Sa bouche déversait des langages mêlés et confus.

Les gardes qui se pressaient dans le couloir firent le signe du ver et levèrent le poing à hauteur de leurs oreilles. Alia était possédée !

Leto secoua la tête. Il s’approcha de la fenêtre et, en trois coups rapides, il fracassa le cristal réputé incassable.
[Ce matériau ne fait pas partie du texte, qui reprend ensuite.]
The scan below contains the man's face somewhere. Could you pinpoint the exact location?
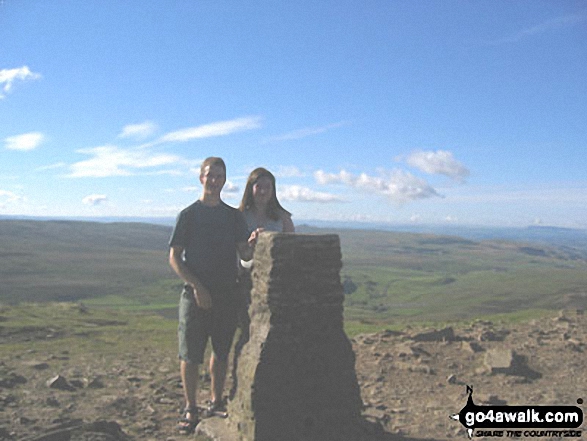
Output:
[200,165,226,195]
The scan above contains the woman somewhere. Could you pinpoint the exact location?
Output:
[239,167,295,233]
[230,167,295,398]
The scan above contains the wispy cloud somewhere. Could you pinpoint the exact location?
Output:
[488,14,587,45]
[274,165,305,178]
[4,132,45,152]
[279,185,344,203]
[35,162,67,171]
[82,194,108,207]
[265,121,348,142]
[67,145,183,178]
[314,170,440,203]
[406,150,470,182]
[154,116,261,147]
[0,66,41,100]
[118,121,157,139]
[0,189,23,207]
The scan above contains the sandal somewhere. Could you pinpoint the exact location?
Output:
[202,400,228,418]
[177,406,200,435]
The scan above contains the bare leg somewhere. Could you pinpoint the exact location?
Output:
[210,354,228,403]
[179,360,200,420]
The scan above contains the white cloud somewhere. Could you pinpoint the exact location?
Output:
[0,66,41,99]
[279,185,343,203]
[274,165,305,178]
[67,145,182,178]
[82,194,108,206]
[406,150,470,182]
[314,170,440,203]
[267,121,347,142]
[35,162,67,171]
[158,116,261,144]
[4,132,44,152]
[222,181,240,193]
[489,13,587,45]
[0,189,23,206]
[118,121,157,139]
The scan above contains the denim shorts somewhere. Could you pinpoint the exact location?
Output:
[177,286,238,364]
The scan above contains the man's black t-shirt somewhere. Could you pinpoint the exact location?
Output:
[169,200,249,291]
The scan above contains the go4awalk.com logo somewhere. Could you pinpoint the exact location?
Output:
[450,386,583,438]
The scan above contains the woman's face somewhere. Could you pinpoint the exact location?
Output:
[253,176,273,206]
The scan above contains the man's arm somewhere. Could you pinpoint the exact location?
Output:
[236,228,263,261]
[169,246,212,309]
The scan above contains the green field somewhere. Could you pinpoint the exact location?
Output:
[0,220,587,334]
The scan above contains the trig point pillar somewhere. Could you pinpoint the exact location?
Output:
[228,233,362,441]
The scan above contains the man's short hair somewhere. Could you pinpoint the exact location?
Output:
[200,156,226,174]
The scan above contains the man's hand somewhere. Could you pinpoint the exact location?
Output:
[192,285,212,310]
[248,228,265,247]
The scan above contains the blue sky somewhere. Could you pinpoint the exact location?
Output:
[0,0,587,228]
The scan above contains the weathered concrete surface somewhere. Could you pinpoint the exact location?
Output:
[228,233,374,441]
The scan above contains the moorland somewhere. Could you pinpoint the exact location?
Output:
[0,220,587,334]
[0,220,587,441]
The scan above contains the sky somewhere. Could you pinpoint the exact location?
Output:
[0,0,587,228]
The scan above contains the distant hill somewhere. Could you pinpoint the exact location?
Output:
[0,219,587,327]
[0,220,173,303]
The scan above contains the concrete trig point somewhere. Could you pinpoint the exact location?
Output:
[227,233,372,441]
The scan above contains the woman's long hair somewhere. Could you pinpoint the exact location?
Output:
[238,167,291,220]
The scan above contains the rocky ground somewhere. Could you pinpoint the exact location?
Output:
[0,311,587,441]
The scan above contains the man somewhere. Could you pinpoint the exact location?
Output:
[169,157,259,433]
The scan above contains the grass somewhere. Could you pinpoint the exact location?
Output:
[0,221,587,335]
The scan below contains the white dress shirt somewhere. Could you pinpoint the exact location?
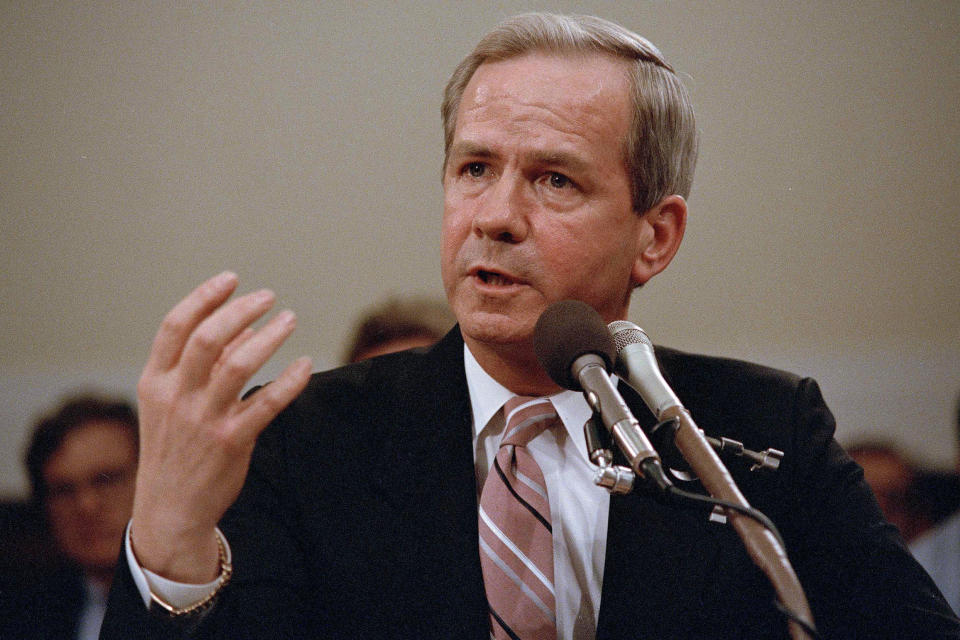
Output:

Une expression de ruse se dessina sur le visage d’Alia. Sa bouche se tordit et Jessica crut reconnaître un peu de sa propre voix dans cette parodie de contrôle Bene Gesserit : « Vous tous ! Restez où vous êtes ! »

Jessica avait ôté les mains de ses yeux et elle put voir qu’elles étaient humides de larmes.

Alia se mit à genoux, puis se leva.

« Vous ne savez pas qui je suis ? demanda-t-elle. C’était une voix du passé, la voix aiguë et douce de la toute jeune Alia qui ne serait jamais plus. Pourquoi me regardez-vous ainsi ? (Elle eut un regard suppliant pour Jessica.) Mère, dites-leur de s’arrêter ! »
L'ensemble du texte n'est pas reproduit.